I work with the most annoying man alive

He high-fives everyone! He says, "Are we having fun yet?" He talks in a fake Jamaican accent!

Published June 29, 2007 10:30AM (EDT)

Dear Cary,

I work at a community college and come into daily contact with a man who has absolutely no idea that his mannerisms drive everyone around him crazy! He is a very nice man and goes the extra mile on everything, but he likes to talk in a faux Jamaican or Southern accent about half the time.

He high-fives people constantly when either he or they make some kind of statement he thinks is "right on" -- even folks who barely know him and don't share his gregarious personality. He also says "Oh nooooo!" in a high-pitched Mr. Bill voice, or "Are we having fun yet?" more times a day than I can count.

His desk is near the entrance to the office complex, and he sees every person who enters and exits the building. He jumps up and follows folks as they come in, commenting on the latest thing he's done, a piece of equipment he's purchased for the office, or any breaking news he knows. The behavior I've listed is only scratching the surface. His behavior is incredibly childish.

Even as I write this I'm aware of how petty this seems, but let me assure you that all of these things (and more) are a giant irritant to our office.

What can we say to this man? We'd like to let him know that we value his work but that these quirks are negatively affecting our entire staff.

Oh noooooooo!

Dear Oh nooooooo!

One of the lesser-studied problems of the postmodern world is that of fictional seepage.

We talk of how "saturated" our "media environment" is, but we rarely stop to consider how that saturation actually behaves in the cultural atmosphere. We fret about the media "affecting" us in certain ways -- making us coarser as people, morally inept, more feeble-minded, philosophically bumbling, incapable of nuance or introspection (I believe that describes us fairly well!). But rarely do we pay attention to the physical behavior of the media itself the way we would the behavior of the weather, or a body of water. When the air gets saturated, it rains; whatever moisture is held in suspension tends to seep through windows and walls; our houses become humid and moist. We seem to be living in steam. Water puddles appear.

The same thing is true of our "saturated media environment." Your office has been permeated. The line between real office workers and ones that used to just exist on TV has been breached.

Your co-worker is obviously Colin Hunt, the unfunny office joker from the late 1990s BBC comedy sketch series "The Fast Show," which aired in America under the title "Brilliant!"

On television, the unfunny office joker is played by Charlie Higson, who also plays the lovable cougher Bob Fleming, as well as Swiss Toni.

In real life, though, Colin Hunt is being played by your co-worker.

I cannot claim to know how, exactly, fictional characters from defunct British comedy series handle the rigorous testing and interview process one must no doubt undergo to gain employment at your community college. I only know what I see: They are here, now, walking among us. And I know this: Whether we liken this to weather or to the meta-politics of immigration, it is a phenomenon of pressure. There is pressure at the border. That creates flow. There will always be flow across the border until things equal out.
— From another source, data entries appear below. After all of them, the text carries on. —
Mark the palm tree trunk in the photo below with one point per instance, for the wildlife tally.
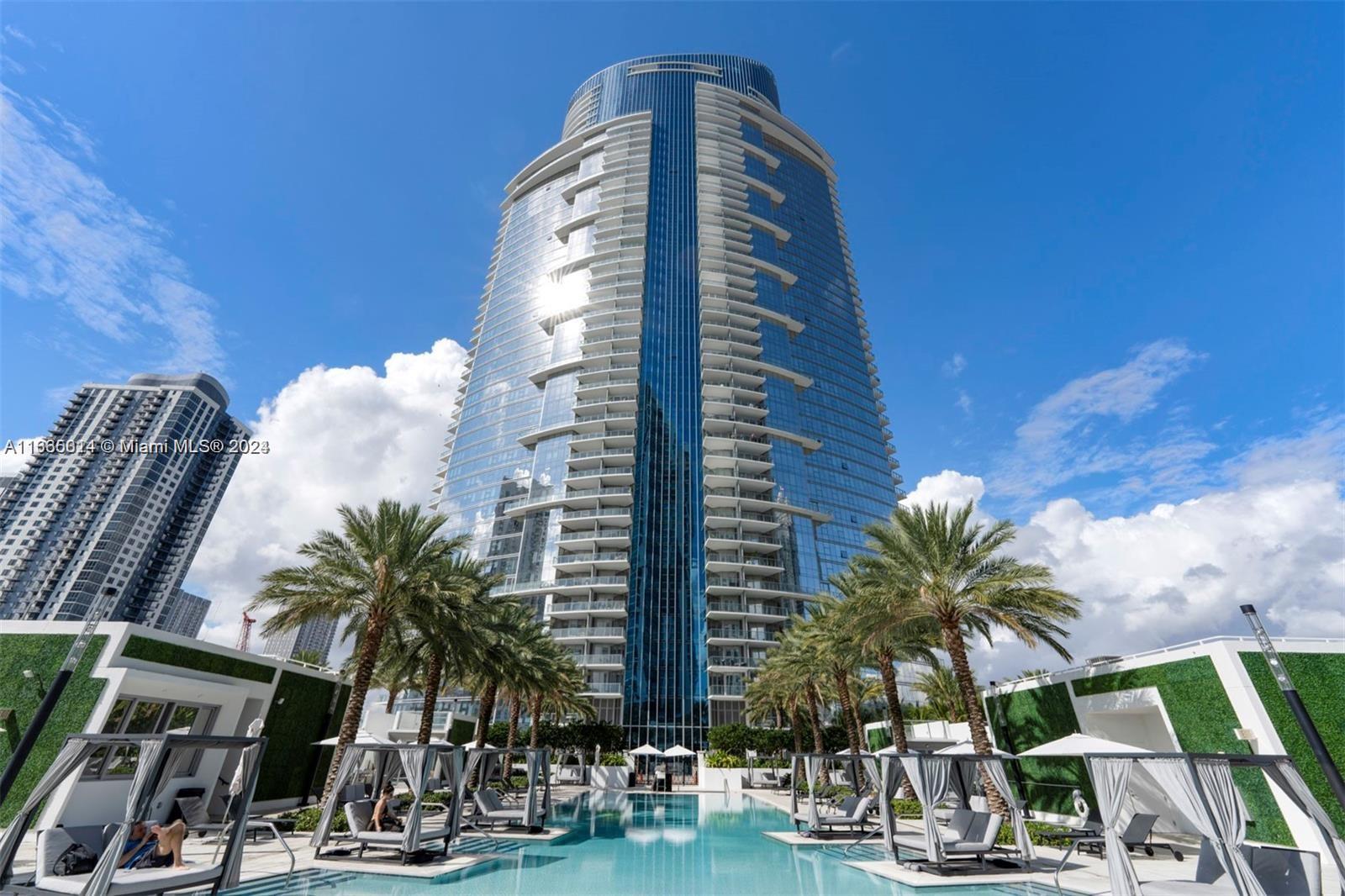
(358, 690)
(887, 669)
(515, 708)
(488, 709)
(432, 678)
(815, 720)
(957, 650)
(535, 712)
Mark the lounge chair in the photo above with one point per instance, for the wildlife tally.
(853, 814)
(1138, 835)
(134, 882)
(491, 810)
(360, 815)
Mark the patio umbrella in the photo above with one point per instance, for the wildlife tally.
(1080, 744)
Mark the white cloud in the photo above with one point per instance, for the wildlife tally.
(336, 435)
(1069, 435)
(955, 365)
(71, 240)
(1274, 537)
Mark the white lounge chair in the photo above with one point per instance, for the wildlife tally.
(134, 882)
(360, 815)
(853, 814)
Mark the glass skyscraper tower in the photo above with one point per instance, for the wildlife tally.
(672, 430)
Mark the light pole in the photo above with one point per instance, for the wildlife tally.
(51, 697)
(1295, 703)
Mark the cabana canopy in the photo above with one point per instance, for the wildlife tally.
(156, 763)
(538, 772)
(1079, 744)
(934, 777)
(417, 762)
(1203, 790)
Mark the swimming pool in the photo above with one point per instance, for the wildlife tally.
(634, 844)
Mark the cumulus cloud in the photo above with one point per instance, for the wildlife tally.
(1078, 432)
(71, 240)
(336, 435)
(1274, 535)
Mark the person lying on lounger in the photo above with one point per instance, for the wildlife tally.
(155, 845)
(383, 815)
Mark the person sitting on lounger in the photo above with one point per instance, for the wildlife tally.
(155, 845)
(383, 815)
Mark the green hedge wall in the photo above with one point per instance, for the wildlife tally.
(167, 654)
(44, 654)
(1320, 680)
(1035, 717)
(1204, 721)
(291, 759)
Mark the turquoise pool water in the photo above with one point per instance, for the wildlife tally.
(643, 844)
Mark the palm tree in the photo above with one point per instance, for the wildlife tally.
(380, 566)
(834, 649)
(942, 693)
(436, 636)
(889, 631)
(966, 586)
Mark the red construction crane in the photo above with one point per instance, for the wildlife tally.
(245, 633)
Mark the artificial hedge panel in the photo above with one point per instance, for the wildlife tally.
(167, 654)
(1320, 680)
(291, 761)
(1036, 717)
(1204, 723)
(42, 654)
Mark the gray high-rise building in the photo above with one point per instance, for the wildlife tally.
(670, 432)
(107, 519)
(315, 635)
(186, 614)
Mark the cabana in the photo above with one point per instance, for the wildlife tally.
(970, 835)
(488, 810)
(417, 764)
(1203, 790)
(159, 757)
(853, 811)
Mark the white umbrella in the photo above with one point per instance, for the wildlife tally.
(968, 748)
(1082, 744)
It may be that we are experiencing something like media cold fusion, in which ideas and characters incompatible in the normal world, under great pressure of say 10 million memes -- and under the right lighting conditions -- can be compressed so much that they fuse and emit cultural energy. This cultural energy may turn out to be clean, cheap and limitless, freeing us from fossil fuel reliance and global poverty. Perhaps a great future awaits us. Perhaps Colin Hunt the unfunny office joker is trying, like Lassie, to show us the way out of danger.

Of course, a pressure of 10 million memes is impossible to attain in nature. It can be reached only by extreme and concentrated media pressure -- on the order of, say, 100 million television sets tuned at one precise moment to the same channel, the same image coming at the same space in time.
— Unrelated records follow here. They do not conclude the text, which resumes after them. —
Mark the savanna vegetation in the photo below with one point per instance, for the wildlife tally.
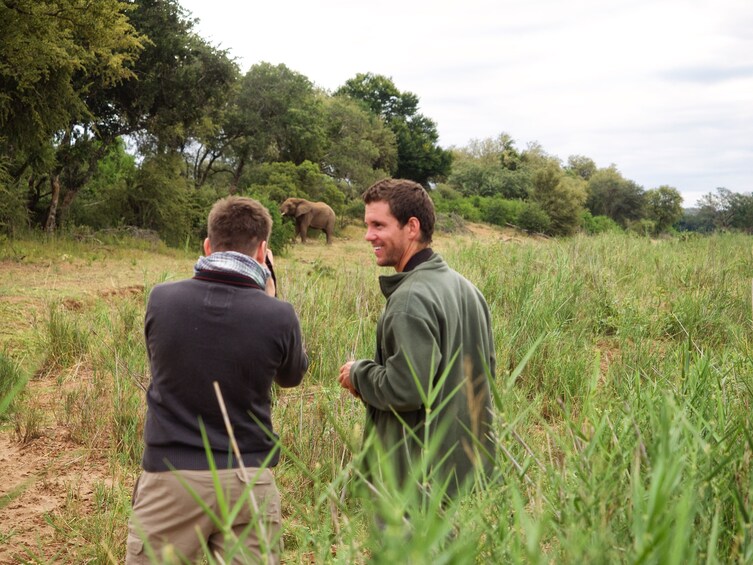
(623, 390)
(622, 396)
(120, 116)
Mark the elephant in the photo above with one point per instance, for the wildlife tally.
(307, 215)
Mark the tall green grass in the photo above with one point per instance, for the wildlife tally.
(623, 388)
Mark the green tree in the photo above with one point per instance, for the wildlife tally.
(562, 198)
(419, 157)
(663, 207)
(158, 97)
(580, 166)
(490, 167)
(361, 149)
(53, 55)
(610, 194)
(276, 116)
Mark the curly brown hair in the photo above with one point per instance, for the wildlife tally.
(238, 223)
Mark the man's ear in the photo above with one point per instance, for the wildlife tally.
(261, 253)
(414, 228)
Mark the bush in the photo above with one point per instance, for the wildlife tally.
(593, 225)
(499, 211)
(533, 218)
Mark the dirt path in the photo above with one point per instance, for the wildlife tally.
(51, 473)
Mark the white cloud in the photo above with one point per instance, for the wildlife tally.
(661, 88)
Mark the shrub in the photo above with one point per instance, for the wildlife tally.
(593, 225)
(499, 211)
(533, 218)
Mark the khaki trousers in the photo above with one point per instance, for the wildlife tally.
(168, 525)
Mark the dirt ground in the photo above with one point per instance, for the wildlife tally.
(38, 477)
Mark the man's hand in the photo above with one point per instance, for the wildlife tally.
(344, 379)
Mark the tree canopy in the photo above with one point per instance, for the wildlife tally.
(117, 112)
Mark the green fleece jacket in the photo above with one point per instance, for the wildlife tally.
(435, 322)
Something like that is probably what happened in your case. Somewhere, somehow, too many people were watching Colin, and he got squeezed, and fused, and popped across the membrane.

Of course that doesn't mean you are supposed to enjoy this or take it lying down.

He annoys the copy machine repair man. He invites punching. Nothing will quiet him down. He is the most odious man alive. His is the sort of behavior that inspires villagers to bring their torches and rope to the square. One wants to burn the character at the stake just to get him out of one's head! And even so, you still see his frightful dumb mask of empty mirth, his clown hair flaming, his cries of "Oh nooooo!" ringing hollow down to the last ember of a thigh bone.

How to get rid of him? I do not know. But I suggest that you address him as Colin.

He will pretend he doesn't know what you are talking about. But he will know. He will know because he knows, deep down, who he is.

We thought we were safe. But now we know. The appearance of Colin Hunt the unfunny office joker changes everything. The fictive membrane is permeable. It is a new world.